The aim of this study was to identify loci influencing finger ridge counts by conducting a genome scan on 2,114 twin and singleton offspring from 922 twin families (equivalent to 2,826 quasi-independent sib pairs). The data were collected from two twin cohorts; an adolescent sample (which included non-twin siblings) [11,12] and an adult sample [13]. As described in the Materials and Methods section below, prints were not available for digits IV and V for participants from the adult study.

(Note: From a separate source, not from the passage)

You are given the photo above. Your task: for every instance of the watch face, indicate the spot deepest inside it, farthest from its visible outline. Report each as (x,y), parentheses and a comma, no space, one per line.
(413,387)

Given the evidence for developmental field effects from quantitative genetic analysis, we conducted both univariate (ARC) and multivariate (simultaneously modeling ridge counts (radial + ulnar) for each of the ten fingers) variance components linkage analyses. The aim was to determine whether loci influencing ridge count acted in a simple pleiotropic fashion (i.e., all fingers were influenced by the same loci to the same extent), or if more complicated pleiotropic patterns indicative of field effects were present (e.g., a quantitative trait locus's (QTL's) maximum influence was seen on the little finger and the effects tapered off towards the thumb).

Results

As shown in Figure 1, the strongest evidence for univariate linkage for ARC was seen at 1q42.2 (250 cM, Logarithm of odds (LOD) = 2.04; point-wise p-value = .002, genome-wide p-value = .29). At this position, the QTL explained 21% of the variance in ARC, while the multivariate test revealed low QTL factor loadings across the five fingers, explaining 7.7%, 12.7%, 10.0%, 13.8%, and 9.3% of the variation in individual counts from thumb to little finger, respectively (Figure 2A). As may be expected for a locus at which small pleiotropic effects were found for all digits, the multivariate test for linkage was less powerful than the univariate test (multivariate LOD = .46), because the pattern of factor loadings is most economically summarized by the mean (or total) score with a single degree of freedom [14]. The next highest univariate LOD scores were found at 15q26.1 (95cM, LOD = 1.52; point-wise p-value = .006, genome-wide p-value = .62) and 7p15.3 (35cM, LOD= 1.26; point-wise p-value = .01, genome-wide p-value = .79). Loci with LOD scores greater than 1 are listed in Table 1.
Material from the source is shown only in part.